During a ceremony aboard Munro, Vice President Mike Pence welcomed the crew back and commended their work disrupting the flow of narcotics to the U.S.
“What you seize and put on these decks to be offloaded is prevented from tearing apart lives and communities,” Pence said.
Violence in Central America is related to the narcotics processing and trafficking industry and is driving families out of their homes, spurring many to come to the U.S. southern border, Pence said.
“The transnational criminal organization and the cartels that fund their deadly trade represent one of the greatest national security and public health threats to the American people,” Pence said.
About 75 percent of the Coast Guard’s drug interdictions occur in the Eastern Pacific Ocean, from South America out past the Galapagos Islands and up to Central America and Mexico. This vast 6-million-square-mile transit space, more than twice the size of the continental U.S., is patrolled by a handful of Coast Guard cutters such as Munro.
Once the shipments reach Mexico and Central America, smugglers break the large shipments into to smaller packages to be smuggled north to the U.S., often in cargo trucks or by rail cars, Coast Guard officials said during a background briefing.
The best chance to seize the shipments is in international waters, Coast Guard officials said. However, the Coast Guard is battling an adversary described as having seemingly unlimited funds from the illegal drug trade and who is very savvy at countering interdiction methods.
Smugglers employ a wide array of vessels. Some are fishing vessels loaded with narcotics. Others are boats converted to smuggling vessels, such as sailboats with their masts removed, covered with fiberglass and outfitted with powerful outboard motors. Others are custom-built go-fast or low-profile vessels.
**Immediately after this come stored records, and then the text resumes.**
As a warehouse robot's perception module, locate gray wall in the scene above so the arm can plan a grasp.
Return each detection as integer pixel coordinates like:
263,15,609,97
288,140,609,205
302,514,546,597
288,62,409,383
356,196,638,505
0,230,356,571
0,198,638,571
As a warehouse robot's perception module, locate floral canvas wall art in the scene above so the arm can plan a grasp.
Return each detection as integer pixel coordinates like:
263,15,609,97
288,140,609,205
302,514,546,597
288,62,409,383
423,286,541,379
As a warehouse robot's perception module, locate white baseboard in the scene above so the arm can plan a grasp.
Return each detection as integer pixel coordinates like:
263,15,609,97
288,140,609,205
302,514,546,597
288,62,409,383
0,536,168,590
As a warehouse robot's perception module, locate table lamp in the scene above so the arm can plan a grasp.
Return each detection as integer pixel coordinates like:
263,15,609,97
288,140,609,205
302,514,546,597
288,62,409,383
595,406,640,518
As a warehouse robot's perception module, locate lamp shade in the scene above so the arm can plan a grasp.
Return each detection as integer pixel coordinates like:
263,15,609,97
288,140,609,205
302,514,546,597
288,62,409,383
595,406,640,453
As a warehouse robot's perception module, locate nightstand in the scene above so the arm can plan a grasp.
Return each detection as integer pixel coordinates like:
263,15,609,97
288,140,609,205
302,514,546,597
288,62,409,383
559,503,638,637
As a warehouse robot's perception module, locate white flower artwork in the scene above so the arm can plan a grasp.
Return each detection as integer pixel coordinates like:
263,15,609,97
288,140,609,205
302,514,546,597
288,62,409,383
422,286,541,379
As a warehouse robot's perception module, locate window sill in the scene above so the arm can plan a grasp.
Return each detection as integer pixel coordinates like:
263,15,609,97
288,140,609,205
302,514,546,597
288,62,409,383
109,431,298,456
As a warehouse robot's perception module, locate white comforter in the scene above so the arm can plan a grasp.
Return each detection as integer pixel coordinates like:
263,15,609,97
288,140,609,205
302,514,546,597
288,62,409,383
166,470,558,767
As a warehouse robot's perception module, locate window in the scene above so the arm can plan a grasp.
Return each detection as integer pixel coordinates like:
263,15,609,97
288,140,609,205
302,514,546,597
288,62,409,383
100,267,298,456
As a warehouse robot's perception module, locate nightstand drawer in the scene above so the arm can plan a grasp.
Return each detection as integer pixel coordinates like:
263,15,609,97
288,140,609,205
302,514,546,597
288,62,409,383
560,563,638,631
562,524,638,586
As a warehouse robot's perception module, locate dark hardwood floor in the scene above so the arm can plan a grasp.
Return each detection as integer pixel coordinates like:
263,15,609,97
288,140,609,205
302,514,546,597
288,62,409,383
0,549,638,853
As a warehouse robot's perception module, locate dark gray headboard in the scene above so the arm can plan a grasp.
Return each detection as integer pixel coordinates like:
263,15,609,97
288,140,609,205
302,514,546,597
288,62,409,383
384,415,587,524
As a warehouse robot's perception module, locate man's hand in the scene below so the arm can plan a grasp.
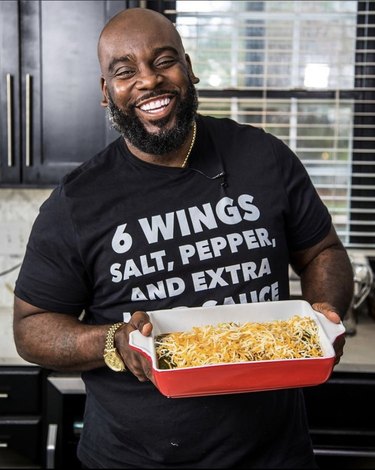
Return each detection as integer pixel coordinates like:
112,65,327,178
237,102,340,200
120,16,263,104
115,311,153,382
312,302,345,365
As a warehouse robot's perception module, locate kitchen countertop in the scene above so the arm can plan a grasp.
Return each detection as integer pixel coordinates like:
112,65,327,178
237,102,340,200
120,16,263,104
0,308,375,372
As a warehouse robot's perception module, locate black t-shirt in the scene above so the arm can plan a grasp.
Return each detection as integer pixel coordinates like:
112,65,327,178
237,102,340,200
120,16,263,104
15,116,331,468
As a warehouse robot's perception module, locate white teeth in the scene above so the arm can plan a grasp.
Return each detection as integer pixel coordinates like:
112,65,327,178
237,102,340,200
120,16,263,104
140,98,171,112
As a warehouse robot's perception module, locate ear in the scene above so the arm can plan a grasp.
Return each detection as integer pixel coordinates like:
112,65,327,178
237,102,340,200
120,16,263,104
185,54,199,85
100,77,108,108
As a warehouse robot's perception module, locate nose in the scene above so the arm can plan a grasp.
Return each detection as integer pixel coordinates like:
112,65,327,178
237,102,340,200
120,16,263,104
136,67,163,90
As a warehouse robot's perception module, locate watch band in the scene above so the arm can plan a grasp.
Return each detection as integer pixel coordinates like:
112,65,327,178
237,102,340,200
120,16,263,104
103,322,126,372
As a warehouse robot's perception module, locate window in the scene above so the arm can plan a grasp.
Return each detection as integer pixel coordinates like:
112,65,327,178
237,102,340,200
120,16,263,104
165,0,375,250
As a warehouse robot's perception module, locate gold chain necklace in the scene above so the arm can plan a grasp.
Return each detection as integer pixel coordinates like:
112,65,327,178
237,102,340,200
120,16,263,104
181,121,197,168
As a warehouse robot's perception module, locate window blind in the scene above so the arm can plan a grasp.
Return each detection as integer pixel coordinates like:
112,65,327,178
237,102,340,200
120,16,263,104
164,0,375,252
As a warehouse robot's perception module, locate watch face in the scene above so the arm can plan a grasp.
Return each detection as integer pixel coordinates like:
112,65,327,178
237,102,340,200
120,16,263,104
104,350,125,372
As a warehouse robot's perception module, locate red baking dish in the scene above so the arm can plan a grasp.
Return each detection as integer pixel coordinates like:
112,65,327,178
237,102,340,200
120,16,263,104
129,300,345,398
Among the hardest to spot are what the Coast Guard calls self-propelled semi-submersible vessels, which look almost like submarines. The smugglers even alter the vessels’ exhaust systems to try to decrease their heat signatures. These vessels also tend to carry the most illicit cargo – up to 5,000 kilograms per shipment. Fishing or go-fast vessels are smaller and usually carry at most 900 kilograms, Coast Guard officials said.
The use of aerial surveillance and use-of-force-equipped helicopters is helping the Coast Guard increase its number of interdictions. During Munro’s three-month deployment, aircraft were used in seven of eight interdictions, and the helos fired warning shots and used force to disable one vessel, Coast Guard officials said.
Since Fiscal Year 2017, the Coast Guard has interdicted more than 1.25 million pounds of cocaine. However, Coast Guard officials suspect they’re only making a dent in the flow of narcotics to the U.S. When counting interdictions made by other federal agencies and partner nations, the Coast Guard estimates their efforts stop about 11 percent of the entire flow of illegal drugs into the U.S.